# Apedale - Reclaimed coal mine



## Bobbo (Jun 20, 2008)

Here are a few tentative steps back into film photography.

The Film was Ilford HP5 plus developed myself and scanned from the negatives.

All criticisms welcome.

Thanks,

Rob.


----------



## tirediron (Jun 20, 2008)

Don't care what anyone says, there's no better 35mm film on the market than Ilford!  (Although I prefer FP4)  Nice images, but I would suggest cloning out the lower leg and forearm in #6.


----------



## K_Pugh (Jun 21, 2008)

Ah those skies look familiar as i use HP5 and also develop myself..

what developer did you use out of interest? scans look good to me.


----------



## Bobbo (Jun 21, 2008)

K_Pugh said:


> what developer did you use out of interest?



I used ID-11 1:1 for 13 mins (although my timer fell into a sink full of water half way through so it could have been 12 or 14 mins! )

I also used a red filter on 3, 4 and 7,but the effect wasn't as pronounced as I'd hoped.

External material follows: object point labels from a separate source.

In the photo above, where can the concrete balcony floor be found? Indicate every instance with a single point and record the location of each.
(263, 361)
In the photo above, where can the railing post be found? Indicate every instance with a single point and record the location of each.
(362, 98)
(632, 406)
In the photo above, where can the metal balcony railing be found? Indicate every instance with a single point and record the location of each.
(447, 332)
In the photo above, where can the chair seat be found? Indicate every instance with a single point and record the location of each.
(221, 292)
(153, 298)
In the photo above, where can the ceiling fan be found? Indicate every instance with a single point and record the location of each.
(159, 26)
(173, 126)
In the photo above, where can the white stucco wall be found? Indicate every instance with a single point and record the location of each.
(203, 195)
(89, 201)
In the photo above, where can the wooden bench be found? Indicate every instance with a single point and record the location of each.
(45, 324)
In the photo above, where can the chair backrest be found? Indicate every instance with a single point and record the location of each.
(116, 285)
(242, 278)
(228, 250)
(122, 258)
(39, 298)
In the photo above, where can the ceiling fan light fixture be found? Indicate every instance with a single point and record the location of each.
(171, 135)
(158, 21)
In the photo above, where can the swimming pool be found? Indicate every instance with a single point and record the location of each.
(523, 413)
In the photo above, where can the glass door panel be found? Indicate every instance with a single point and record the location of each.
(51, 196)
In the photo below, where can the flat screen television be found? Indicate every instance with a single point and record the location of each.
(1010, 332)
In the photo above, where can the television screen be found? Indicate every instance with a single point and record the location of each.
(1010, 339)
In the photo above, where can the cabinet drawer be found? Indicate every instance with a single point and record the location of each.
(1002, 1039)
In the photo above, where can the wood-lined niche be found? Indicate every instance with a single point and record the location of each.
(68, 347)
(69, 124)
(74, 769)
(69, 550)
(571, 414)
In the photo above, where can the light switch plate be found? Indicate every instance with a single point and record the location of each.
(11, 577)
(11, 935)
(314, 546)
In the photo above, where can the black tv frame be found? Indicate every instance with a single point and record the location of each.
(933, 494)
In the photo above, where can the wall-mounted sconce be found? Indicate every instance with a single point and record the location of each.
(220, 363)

Scanned using an Epson V200,I only really wanted a scanner for making contact sheets but I've been really impressed with the quality (comparing them to photos developed traditionally) especially considering it's such a cheap machine.

Thanks for the comments,

Rob.


----------



## K_Pugh (Jun 21, 2008)

Nice Rob!

Ah the darkroom is a clumsy place at times lol, still, looks like the results came out ok so the time couldn't have been far off.


----------



## Senor Hound (Jun 22, 2008)

The detail in these photos is very good.  My favorite photo is #3 with the strong diagonal line of a road.  My only comment is that of those before me:  The photo (#6) has a part of a person in it.

I think its neat too that you developed these yourself.  I bet the end result is more satisfying when you are responsible from shutter click to print, right?


----------